Ascolto per curare le ferite dell’anima
Dall’attivazione del servizio di supporto psicologico e spirituale “Accanto a te” sono stati 40 i casi trattati dalla Caritas e 20 dal Consultorio diocesano
Capita talvolta di sentirsi smarriti, stressati e in preda all’ansia. Può succedere che il rapporto di coppia vada incrinandosi. La convivenza a casa, quella forzata dovuta al coronavirus, non ha fatto altro che aumentare in maniera esponenziale queste problematiche. Per cercare di sostenere le persone in difficoltà e rispondere il più possibile ai loro bisogni, soprattutto in questo momento di silenzio e di fatica, il 31 marzo scorso la Diocesi ha attivato “Accanto a te”, un servizio di ascolto e supporto telefonico gestito dalla Caritas diocesana (tel. 345 5933849, lunedì, mercoledì, venerdì, sabato dalle 9 alle 12 e martedì, giovedì dalle 14 alle 16) e dal Consultorio di via Schivardi (tel. 030 396613, dal lunedì al venerdì dalle 13 alle 18).
Tosini. Sono oltre 40 i casi trattati dall’avvio del servizio a oggi da Caritas diocesana. La fascia d’età dell’utenza, prevalentemente, va dai 40 ai 50 anni, suddivisa equamente fra uomini e donne. L’accompagnamento è costante e non si riduce ad un’unica telefonata. “Ci chiamano − ha sottolineato Fabio Tosini, referente del servizio gestito dalla realtà di Piazza Martiri di Belfiore − per lo più persone che hanno grosse preoccupazioni legate all’incertezza sulla sorte dei propri cari ospedalizzati. In altri casi, purtroppo, dobbiamo affrontare una mancata elaborazione del lutto. Fra i disagi maggiori registriamo un’angoscia diffusa, sfiducia, mancanza di prospettive, senso d’insicurezza e paura di morire. La convivenza forzata ha acuito anche le conflittualità di coppia”. Telefonate particolarmente toccanti sono state quelle di chi, in prima persona, ha sperimentato sulla propria pelle cosa significhi essere positivo al Covid: “Sono testimonianze − ha continuato − di chi ha vissuto il trauma del ricovero, l’esperienza che li ha portati dal pronto soccorso alla rianimazione. Hanno visto morire chi gli era accanto. Il nostro ascolto, le nostre parole, servono a curare queste ferite dell’anima”.

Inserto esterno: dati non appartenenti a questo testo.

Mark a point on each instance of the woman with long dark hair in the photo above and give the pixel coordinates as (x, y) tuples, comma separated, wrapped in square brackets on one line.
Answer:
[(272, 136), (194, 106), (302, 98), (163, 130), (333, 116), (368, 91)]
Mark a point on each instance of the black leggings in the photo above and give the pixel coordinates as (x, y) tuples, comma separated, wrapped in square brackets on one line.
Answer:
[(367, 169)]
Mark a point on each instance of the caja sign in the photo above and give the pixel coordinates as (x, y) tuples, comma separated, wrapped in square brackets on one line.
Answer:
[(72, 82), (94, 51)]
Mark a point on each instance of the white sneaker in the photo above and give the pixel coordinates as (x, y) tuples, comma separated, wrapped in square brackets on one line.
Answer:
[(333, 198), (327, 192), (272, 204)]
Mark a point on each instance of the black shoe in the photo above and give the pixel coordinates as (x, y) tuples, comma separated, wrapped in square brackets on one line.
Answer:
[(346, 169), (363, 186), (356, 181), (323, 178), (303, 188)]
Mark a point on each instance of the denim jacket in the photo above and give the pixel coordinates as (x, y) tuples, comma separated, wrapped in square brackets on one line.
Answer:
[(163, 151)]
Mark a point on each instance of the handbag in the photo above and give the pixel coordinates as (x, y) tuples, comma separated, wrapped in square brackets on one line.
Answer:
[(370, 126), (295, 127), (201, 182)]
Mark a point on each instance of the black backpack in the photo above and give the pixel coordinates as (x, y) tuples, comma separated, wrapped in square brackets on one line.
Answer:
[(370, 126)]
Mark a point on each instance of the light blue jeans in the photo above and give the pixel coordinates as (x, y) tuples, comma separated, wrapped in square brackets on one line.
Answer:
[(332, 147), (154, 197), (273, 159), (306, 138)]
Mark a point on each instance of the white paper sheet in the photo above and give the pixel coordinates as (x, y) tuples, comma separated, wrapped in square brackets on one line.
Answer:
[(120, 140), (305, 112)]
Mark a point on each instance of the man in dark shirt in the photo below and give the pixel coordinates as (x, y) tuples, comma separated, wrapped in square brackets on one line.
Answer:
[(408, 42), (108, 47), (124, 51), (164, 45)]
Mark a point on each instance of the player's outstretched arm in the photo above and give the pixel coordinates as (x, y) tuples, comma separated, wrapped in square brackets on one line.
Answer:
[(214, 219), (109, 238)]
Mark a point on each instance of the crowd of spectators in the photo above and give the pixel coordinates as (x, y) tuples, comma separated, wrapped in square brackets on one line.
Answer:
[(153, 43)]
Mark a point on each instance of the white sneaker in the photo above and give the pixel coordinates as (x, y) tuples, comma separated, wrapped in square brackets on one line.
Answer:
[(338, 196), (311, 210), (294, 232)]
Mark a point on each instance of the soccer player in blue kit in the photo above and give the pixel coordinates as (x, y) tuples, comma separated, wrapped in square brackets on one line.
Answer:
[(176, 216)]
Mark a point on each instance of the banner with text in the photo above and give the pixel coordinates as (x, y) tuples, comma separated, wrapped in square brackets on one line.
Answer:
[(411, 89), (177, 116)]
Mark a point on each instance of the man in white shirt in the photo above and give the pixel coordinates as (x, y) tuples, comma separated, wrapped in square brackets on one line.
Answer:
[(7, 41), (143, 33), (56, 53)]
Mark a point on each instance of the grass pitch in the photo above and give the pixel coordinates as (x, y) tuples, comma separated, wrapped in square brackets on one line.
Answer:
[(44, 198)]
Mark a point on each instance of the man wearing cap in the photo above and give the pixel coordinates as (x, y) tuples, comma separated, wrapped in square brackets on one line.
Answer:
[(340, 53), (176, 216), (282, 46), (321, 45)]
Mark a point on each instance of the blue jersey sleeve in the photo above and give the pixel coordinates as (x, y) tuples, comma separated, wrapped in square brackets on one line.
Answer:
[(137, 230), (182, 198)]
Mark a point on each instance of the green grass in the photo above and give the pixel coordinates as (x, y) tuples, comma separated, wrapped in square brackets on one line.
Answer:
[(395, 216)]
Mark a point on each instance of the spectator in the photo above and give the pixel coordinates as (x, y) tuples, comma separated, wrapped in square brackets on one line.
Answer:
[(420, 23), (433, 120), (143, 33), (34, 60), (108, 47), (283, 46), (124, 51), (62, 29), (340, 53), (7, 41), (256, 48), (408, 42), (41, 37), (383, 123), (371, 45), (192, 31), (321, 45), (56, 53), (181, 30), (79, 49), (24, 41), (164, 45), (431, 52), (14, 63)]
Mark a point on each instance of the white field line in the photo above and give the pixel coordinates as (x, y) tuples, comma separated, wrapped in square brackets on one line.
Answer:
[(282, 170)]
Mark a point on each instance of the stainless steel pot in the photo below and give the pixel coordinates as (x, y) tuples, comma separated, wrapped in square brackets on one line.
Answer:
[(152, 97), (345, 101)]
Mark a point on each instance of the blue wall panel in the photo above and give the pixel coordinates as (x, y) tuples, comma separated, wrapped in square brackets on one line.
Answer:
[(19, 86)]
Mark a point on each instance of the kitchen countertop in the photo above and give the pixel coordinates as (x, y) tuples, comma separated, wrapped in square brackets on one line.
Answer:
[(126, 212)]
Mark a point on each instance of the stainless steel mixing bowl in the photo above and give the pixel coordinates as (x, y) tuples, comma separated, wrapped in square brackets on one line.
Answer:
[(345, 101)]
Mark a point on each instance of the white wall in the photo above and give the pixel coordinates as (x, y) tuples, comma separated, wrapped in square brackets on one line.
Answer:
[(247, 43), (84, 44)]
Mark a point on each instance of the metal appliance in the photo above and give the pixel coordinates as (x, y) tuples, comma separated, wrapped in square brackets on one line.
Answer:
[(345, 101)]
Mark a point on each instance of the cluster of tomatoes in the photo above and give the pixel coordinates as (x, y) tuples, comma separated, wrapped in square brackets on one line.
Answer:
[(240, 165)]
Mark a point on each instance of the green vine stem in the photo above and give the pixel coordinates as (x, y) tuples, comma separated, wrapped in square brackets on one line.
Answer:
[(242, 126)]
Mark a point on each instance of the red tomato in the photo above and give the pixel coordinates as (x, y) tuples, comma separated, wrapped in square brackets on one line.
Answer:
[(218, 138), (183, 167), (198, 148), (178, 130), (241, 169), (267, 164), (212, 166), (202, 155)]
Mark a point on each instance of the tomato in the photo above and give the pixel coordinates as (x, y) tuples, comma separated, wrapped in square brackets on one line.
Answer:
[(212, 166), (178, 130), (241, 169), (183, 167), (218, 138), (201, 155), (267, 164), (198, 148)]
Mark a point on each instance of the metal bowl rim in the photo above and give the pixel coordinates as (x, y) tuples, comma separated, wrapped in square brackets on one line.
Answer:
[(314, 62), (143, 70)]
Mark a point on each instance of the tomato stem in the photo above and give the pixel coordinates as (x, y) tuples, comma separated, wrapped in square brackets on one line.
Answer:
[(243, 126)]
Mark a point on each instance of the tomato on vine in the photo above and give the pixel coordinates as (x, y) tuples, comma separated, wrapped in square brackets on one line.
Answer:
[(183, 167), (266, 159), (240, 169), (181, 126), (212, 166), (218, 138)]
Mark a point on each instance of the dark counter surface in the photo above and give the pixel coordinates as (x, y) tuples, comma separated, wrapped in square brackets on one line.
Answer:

Nicoli. Ugualmente impegnato nel progetto è il Consultorio diocesano: “Durante le prime due settimane − ha sottolineato Francesca Nicoli, direttore gestionale − erano circa 6 le telefonate quotidiane. Con il passare dei giorni sia le richieste di supporto psicologico sia di accompagnamento spirituale sono andate scemando. Oggi riceviamo dalle due alle tre chiamate al giorno. Questo perché dopo la prima telefonata spesso è emersa una problematica più profonda. Talvolta è sufficiente una chiacchierata, in altri casi, invece, è necessario l’intervento del terapeuta piuttosto che del consulente familiare o del pedagogista. A don Giorgio Comini è invece affidata la gestione dell’accompagnamento spirituale”. Rispetto all’inizio dell’emergenza sono aumentate le prese in carico. Solo nella scorsa settimana sono stati registrati 5 casi su un totale di 20 dall’attivazione del servizio. L’80% degli utenti del Consultorio ha già aderito al supporto che, con la chiusura fisica della struttura di via Schivardi, viene effettuato attraverso una piattaforma online tramite la quale si possono effettuare le video consulenze. L’utenza è composta da due fasce d’età: la prima va dai 40 ai 50 anni e la seconda dai 70 agli 80. “Per gli anziani − ha continuato − la lontananza dai propri cari è la problematica più frequente. Una videochiamata non può sostituire il calore di un abbraccio. C’è poi chi ha manifestato stati d’ansia perché preoccupato del proprio futuro occupazionale e, quindi, economico. Sempre l’ansia è alla base dei disagi di chi, da solo a casa, ha paura di ammalarsi. La maggior parte delle persone ha lamentato un forte stress scaturito dalla convivenza forzata h24. Si trattava di problemi con il coniuge piuttosto che criticità legate alla gestione dei figli, anche loro costretti a casa. Non è raro che i genitori si sentano, in questa situazione, inadeguati nella gestione della vita familiare”. Non sono mancati casi di mancata elaborazione del lutto: “Tre settimane fa – riportava la drammatica testimonianza − hanno portato al pronto soccorso mio fratello. Me l’hanno fatto rivedere solamente chiuso in una bara”.